Lichtlexikon - SEKTOR4

Licht - was ist das eigentlich - wie wirkt es - wie setzen wir es ein?
Die Sonne
Die Sonne ist einer von Millionen Sternen im All, sie ist die Quelle aller Energien auf der Erde und die wichtigste Lichtquelle. Sie strahlt in einem breiten Spektrum ihre Energie ab, ein Teil dieses Spektrums nehmen wir mit unserem Auge als Licht wahr. Ohne Licht bleibt alles im Dunkeln unsere Umgebung ist unsichtbar. (Licht nehmen wir an seiner Reflektion an Oberflächen wahr.)
Tag-Nacht Rhythmus (Circadiane Rhythmik)
Die Circadiane Rhythmik ([circa] lat. ungefähr / [dies] lat. der Tag) beschreibt das innere biologische Verhalten von Lebewesen über den Tag-Nacht-Rhythmus. Der Wach-Schlaf-Rhythmus, Körpertemperatur, Herzfrequenz, Blutdruck, etc. hängen von ihm ab.

Der Mensch verbringt immer mehr Zeit in Gebäuden wo die Beleuchtungsstärken meist zwischen 200-500 Lux liegen. Wir verbringen immer weniger Zeit unter freiem Himmel wo selbst bei bewölktem Himmel Beleuchtungsstärken von bis zu 10'000 Lux herrschen. Bei klarem Himmel und direkter Sonneneinstrahlung werden sogar bis 100'000 Lux erreicht. D.h. wir leben für unser circadiane System den ganzen Tag in der Nacht. Gleichzeitig verlängern wir unseren Tag mit künstlichem Licht, was es für die «innere Uhr» stark erschwert den biologischen Rhythmus synchronisieren zu können.
Die Auswirkungen dieses Verhaltens (vorallem mangelndes Tageslicht) können Schlaf- und Essstörungen, Antrieblosigkeit und Depressionen auslösen. In Regionen, wo vorallem im Winter, lange Dunkelphasen herrschen, wird diesen Phänomenen mit Lichttherapie entgegen gewirkt.

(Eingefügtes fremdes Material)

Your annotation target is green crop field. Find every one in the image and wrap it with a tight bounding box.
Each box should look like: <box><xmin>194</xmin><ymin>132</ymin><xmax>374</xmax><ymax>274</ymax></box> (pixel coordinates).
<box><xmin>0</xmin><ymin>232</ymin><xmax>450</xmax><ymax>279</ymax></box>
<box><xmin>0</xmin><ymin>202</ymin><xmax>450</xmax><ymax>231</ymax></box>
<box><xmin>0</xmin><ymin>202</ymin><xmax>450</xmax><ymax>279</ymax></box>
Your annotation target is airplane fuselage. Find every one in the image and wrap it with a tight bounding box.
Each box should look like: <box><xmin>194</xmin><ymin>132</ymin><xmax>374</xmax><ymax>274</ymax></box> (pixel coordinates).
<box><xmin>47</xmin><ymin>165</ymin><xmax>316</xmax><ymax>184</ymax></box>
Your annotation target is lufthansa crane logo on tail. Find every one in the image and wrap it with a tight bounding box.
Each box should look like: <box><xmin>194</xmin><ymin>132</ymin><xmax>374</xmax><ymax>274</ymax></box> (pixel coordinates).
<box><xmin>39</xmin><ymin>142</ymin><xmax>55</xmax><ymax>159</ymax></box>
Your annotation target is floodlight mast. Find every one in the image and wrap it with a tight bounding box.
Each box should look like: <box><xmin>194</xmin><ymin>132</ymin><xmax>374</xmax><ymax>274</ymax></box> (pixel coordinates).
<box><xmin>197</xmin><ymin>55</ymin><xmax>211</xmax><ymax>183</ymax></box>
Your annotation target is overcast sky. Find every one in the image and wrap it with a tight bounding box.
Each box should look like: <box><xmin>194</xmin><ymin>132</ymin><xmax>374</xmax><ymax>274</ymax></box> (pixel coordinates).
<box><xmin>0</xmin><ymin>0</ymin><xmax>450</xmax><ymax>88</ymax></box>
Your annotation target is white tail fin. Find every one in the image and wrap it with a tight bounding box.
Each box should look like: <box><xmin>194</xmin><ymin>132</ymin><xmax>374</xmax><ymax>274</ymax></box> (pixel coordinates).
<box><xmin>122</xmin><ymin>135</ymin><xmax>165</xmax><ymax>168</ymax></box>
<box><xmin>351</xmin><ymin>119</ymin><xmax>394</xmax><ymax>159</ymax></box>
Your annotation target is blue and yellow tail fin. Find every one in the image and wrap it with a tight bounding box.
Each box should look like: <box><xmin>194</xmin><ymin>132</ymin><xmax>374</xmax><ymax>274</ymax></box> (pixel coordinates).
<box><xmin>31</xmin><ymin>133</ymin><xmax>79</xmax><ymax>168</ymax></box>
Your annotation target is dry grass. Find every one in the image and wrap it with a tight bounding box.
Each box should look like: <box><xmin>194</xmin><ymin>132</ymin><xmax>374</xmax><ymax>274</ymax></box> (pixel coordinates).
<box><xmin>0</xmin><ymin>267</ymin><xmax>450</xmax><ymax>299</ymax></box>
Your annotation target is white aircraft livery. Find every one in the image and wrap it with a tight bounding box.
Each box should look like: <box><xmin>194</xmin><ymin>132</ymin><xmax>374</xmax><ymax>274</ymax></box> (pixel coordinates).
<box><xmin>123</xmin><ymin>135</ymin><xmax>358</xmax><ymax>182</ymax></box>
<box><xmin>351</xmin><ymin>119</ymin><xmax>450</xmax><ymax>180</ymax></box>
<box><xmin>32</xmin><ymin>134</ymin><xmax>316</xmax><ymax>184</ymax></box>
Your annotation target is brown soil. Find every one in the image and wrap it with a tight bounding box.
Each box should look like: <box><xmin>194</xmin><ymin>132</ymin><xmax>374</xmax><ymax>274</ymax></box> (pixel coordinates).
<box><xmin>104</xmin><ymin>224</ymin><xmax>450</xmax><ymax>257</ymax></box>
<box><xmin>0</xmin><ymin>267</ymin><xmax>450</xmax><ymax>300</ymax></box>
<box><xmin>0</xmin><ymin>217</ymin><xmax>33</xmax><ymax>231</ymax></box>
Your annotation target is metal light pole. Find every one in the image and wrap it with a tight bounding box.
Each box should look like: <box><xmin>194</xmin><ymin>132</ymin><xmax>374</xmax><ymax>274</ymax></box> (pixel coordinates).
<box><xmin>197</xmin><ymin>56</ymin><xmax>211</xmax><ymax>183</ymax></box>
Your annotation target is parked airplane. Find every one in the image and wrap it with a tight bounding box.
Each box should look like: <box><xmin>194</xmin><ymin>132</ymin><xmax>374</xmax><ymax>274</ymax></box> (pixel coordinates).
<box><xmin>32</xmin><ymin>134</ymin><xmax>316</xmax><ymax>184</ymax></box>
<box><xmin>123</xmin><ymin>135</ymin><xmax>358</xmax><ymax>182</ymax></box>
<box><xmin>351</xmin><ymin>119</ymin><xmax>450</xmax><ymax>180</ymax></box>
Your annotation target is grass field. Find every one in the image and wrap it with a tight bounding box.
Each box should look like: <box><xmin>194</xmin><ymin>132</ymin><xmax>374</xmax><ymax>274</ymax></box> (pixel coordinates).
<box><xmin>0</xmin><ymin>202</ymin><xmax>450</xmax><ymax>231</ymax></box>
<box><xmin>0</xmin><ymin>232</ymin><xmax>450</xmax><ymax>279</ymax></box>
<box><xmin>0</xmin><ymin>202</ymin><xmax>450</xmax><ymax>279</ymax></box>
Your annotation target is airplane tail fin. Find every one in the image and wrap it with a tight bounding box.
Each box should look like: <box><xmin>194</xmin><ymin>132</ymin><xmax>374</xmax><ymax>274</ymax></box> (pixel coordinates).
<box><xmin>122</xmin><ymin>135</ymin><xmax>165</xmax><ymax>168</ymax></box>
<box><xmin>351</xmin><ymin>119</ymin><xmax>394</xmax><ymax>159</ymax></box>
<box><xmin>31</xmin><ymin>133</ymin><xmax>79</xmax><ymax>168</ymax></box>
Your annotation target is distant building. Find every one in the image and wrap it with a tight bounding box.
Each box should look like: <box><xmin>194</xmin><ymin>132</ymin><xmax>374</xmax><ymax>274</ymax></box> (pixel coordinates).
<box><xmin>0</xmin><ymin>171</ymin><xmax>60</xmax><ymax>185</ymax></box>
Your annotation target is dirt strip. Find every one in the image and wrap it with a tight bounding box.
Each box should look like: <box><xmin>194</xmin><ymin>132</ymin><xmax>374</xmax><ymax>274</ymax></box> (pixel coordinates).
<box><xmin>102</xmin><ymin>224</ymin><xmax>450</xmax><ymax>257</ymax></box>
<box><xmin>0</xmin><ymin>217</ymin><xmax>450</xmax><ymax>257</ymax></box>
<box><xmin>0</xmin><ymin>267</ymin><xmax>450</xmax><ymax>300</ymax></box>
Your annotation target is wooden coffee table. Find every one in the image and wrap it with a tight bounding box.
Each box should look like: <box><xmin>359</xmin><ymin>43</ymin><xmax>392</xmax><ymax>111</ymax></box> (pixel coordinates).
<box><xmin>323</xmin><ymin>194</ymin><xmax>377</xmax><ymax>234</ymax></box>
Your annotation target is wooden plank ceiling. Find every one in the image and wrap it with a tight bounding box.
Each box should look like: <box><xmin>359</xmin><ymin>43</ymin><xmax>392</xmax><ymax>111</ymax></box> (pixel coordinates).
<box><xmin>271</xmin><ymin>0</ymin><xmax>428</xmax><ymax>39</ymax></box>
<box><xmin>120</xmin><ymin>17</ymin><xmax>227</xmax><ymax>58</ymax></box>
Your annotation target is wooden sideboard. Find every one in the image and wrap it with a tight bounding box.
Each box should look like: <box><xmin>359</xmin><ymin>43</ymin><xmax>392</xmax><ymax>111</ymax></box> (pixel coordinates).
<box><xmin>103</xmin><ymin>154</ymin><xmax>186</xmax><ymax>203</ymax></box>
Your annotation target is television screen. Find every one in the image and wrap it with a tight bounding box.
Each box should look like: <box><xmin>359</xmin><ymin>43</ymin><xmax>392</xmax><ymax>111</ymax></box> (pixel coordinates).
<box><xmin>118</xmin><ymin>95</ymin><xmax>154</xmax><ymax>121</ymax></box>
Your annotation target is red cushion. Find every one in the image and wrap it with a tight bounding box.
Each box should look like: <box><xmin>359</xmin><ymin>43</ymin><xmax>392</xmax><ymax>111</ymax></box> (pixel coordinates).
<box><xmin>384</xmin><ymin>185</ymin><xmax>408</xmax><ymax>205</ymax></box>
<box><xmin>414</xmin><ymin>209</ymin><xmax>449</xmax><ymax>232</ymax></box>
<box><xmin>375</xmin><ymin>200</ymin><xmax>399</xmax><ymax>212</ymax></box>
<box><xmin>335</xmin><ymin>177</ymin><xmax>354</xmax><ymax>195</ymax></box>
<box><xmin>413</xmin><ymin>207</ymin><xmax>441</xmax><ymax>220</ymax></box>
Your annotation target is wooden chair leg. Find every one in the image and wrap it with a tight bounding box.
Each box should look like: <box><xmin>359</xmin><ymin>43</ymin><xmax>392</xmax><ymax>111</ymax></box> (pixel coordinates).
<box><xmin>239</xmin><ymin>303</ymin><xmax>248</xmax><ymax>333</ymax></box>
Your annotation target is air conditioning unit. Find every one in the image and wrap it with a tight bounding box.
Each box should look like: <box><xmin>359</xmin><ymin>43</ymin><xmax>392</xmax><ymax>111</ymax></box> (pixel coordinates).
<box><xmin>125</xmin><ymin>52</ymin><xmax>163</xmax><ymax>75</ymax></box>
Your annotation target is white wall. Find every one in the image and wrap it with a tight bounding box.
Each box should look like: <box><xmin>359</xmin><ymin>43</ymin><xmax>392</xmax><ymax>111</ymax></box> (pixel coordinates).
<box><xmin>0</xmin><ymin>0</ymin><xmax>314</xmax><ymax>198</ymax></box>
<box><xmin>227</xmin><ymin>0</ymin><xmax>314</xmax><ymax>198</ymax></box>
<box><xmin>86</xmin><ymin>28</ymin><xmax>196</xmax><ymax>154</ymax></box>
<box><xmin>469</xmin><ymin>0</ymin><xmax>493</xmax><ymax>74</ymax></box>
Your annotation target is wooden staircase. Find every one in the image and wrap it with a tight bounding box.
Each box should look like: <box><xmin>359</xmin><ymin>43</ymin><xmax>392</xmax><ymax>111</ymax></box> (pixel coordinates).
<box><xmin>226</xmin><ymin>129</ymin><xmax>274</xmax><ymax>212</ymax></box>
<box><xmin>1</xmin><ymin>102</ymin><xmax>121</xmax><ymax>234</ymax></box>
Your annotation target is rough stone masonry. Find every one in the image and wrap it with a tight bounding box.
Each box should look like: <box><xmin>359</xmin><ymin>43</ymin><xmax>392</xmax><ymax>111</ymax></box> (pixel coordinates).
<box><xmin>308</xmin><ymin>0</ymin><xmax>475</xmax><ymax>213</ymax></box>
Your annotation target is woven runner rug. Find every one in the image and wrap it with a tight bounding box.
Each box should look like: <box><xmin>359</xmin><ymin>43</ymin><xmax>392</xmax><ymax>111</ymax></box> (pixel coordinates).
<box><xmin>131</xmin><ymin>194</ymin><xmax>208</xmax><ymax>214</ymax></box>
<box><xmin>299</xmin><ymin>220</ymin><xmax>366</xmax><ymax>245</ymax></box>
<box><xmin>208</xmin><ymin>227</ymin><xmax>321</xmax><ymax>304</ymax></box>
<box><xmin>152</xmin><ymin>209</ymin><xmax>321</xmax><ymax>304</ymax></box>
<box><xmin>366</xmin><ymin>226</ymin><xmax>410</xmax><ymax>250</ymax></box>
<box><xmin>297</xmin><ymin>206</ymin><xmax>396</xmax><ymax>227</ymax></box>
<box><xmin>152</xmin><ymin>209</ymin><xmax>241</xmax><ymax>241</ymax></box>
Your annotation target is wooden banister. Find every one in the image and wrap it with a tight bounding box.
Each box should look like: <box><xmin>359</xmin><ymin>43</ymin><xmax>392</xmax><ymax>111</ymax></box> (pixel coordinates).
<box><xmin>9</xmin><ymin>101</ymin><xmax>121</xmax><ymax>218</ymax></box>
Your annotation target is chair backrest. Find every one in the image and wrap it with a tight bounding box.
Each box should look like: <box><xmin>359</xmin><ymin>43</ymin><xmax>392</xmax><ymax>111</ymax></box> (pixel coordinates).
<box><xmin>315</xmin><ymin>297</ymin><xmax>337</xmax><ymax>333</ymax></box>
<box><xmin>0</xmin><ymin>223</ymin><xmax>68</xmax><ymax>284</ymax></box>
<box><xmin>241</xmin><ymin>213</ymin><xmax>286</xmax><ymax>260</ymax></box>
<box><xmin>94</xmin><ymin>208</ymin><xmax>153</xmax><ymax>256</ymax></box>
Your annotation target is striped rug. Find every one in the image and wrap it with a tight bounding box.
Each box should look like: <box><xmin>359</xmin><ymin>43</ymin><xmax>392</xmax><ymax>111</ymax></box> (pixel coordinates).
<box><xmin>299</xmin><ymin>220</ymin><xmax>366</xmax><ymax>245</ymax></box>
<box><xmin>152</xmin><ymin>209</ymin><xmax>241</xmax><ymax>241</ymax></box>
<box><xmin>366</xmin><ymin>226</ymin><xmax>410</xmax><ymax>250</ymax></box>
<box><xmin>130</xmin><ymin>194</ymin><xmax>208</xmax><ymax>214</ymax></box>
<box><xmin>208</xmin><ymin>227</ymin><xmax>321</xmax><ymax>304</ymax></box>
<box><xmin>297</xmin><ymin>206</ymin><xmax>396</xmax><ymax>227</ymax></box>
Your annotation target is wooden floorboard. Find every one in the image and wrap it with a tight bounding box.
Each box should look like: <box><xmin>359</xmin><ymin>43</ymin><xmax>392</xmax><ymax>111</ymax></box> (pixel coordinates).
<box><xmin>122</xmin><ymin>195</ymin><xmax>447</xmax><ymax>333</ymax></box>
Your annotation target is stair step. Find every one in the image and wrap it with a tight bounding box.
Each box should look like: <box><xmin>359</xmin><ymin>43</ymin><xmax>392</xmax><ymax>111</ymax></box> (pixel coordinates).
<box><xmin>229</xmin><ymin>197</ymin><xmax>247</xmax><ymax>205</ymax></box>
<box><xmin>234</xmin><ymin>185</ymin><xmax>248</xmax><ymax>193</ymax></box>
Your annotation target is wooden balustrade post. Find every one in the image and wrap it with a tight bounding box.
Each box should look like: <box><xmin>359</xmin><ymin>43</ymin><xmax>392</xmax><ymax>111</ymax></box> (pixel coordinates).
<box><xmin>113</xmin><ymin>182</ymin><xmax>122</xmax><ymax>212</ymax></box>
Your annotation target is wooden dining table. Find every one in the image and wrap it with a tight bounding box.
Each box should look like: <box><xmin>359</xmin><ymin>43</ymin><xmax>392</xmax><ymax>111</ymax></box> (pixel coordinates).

Die Patienten halten sich für einige Minuten bis Stunden unter einer starken Lichtquelle (2'500-10'000 Lux) auf. Der Patient muss dabei nicht direkt in die Lichtquelle sehen, jedoch muss das Licht auf die Netzhaut fallen können.
Das Auge
Das Auge ist das Sinnesorgan welches zur Wahrnehmung elektromagnetischer Strahlung (Licht) dient. Die für das menschliche Auge sichtbaren Wellenlängen liegen zwischen 380nm und 780nm (Nano Meter = 1 Milliardstel Meter)
Stäbchen und Zäpfchen auf der Netzhaut sind die Lichtsensoren unseres Auges, mit den Stäbchen wird ein Hell-/Dunkel-Sehen ermöglicht, mit diesen sehen wir vorallem Nachts und in der Dämmerung, bei wenig Licht.
Die Zäpfchen sind viel weniger Lichtempfindlich und werden am Tag oder bei ausreichend hellen Lichtverhältnissen eingesetzt, sie nehmen Farbinformationen wahr.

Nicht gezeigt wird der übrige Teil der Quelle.